70mila euro con cui l’assessore Alfonso Antoniozzi, uno che la cultura la conosce davvero, dovrebbe fare i miracoli. Che poi la domanda sorge spontanea: ma che metti a fare uno come Antoniozzi all’assessorato alla Cultura se poi gli dai 70mila euro per fare tutto fino a dopo Santa Rosa? Andava bene prendere il primo che passa sotto via Garbini.
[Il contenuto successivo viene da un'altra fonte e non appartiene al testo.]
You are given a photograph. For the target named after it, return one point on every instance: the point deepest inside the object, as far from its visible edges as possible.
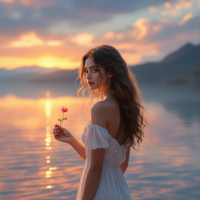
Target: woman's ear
(110, 74)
Eppure è così, il capoluogo della Tuscia avrà meno risorse da spendere in intrattenimento, eventi, cultura di un qualche paese dell’area Cimina. Incredibile ma vero, succede praticamente tutte le estati da qualche decennio.
70mila euro, il costo di una Jeep Wrangler Sahara. Oppure l’equivalente di 7 notti nella penthouse a Cavalieri Waldhorf Astoria di Roma. Nel 2020, ma era l’annaccio del Covid, il comune fece un bando per 40mila euro complessivi. Avoja il povero Antoniozzi a intonare “nessun dorma”, siamo un comune di morti di sonno.